Tuesday, June 18, 2019

Quick Hits: Volume CXCI

- I can't emphasize enough how grateful I am to have been a teenager in a pre social media era. But with social media being so ubiquitous today, it can result in mindless youthful indiscretions turning into life altering consequences.

For high profile Marjory Stoneman Douglas High School alum Kyle Kashuv, the verdict is a lost opportunity to study at an elite Ivy League institution.

He’s apologized repeatedly, publicly to the world and privately to Harvard, and offered to do so again in person after they rescinded his acceptance. No dice. A Twitter pal wondered: If it had been David Hogg instead of Kashuv who got caught sh*tposting as a younger teen, would that apology have been enough? Would Harvard at least have offered him a meeting?

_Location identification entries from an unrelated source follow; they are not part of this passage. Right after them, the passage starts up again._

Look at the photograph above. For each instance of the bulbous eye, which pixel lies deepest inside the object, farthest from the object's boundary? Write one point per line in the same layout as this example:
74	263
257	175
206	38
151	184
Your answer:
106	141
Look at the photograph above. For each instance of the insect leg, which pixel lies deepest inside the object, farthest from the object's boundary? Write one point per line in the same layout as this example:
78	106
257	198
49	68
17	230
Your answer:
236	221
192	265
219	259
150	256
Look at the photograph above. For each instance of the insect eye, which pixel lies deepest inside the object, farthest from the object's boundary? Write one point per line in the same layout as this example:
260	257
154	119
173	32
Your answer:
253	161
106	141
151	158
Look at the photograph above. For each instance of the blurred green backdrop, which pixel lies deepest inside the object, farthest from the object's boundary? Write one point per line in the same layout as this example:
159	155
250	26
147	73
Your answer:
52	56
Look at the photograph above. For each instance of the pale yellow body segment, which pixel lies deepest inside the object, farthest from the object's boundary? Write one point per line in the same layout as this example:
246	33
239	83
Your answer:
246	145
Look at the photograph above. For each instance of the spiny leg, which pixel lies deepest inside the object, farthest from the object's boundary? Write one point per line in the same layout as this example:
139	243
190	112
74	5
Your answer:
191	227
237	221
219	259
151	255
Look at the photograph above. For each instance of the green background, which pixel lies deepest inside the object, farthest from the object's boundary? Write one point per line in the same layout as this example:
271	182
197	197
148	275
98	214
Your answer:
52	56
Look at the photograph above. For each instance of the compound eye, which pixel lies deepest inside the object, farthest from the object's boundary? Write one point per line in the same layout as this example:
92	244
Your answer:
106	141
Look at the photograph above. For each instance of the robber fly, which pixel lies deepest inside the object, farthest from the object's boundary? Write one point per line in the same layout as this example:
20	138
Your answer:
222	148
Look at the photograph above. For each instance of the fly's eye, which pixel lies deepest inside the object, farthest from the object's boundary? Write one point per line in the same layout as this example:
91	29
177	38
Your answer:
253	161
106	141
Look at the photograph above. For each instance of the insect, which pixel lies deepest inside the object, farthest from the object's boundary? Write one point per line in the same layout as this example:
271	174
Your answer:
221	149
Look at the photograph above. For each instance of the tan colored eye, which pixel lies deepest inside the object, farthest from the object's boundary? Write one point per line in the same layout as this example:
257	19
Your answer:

Maybe not, actually. This isn’t the first time the school has rescinded an acceptance for outre Internet musings. Ten applicants lost their admissions two years ago when the school was made aware of a Facebook group chat populated by Harvard admittees that involved “images with captions that were racist and anti-Semitic and that made light of pedophilia, among other offensive themes.” They may have bounced Kashuv this time as matter of simple consistency, to show that a student with an unusually high public profile would receive no special exemption from precedent.

Either way, when you’re 18 and remorseful for something you did when you were 16, an apology should suffice for forgiveness in all cases not involving a felony. Harvard disagrees.

I can't defend Kashuv's use of the N-word when he was 16. However, I absolutely believe in redemption and there have been Americans who have gone on to make tremendous contributions to our country despite having done much worse things earlier in life.

This is once again a disturbing example of a society which believes one can't evolve and learn from the egregious mistakes one made as a younger person.

- We were told by the in-the-tank Trump supporters in 2016 that if we conservatives didn't hop on their bandwagon, the next President would look to erode our civil liberties.

And they were right.

-  So O.J. Simpson joined Twitter recently.

That first tweet was posted just three days before the 25th anniversary of Simpson hiding in the back seat of his pal Al Cowlings' white Ford Bronco while being pursued by several police cars on a southern California freeway. It was at that moment where Simpson was considered a fugitive of justice given an arrest warrant was issued for him in the murders of ex-wife Nicole Brown Simpson and her friend Ronald Goldman. Earlier that day, Simpson lawyers Robert Shapiro and Robert Kardashian held a press conference essentially begging O.J. to turn himself in.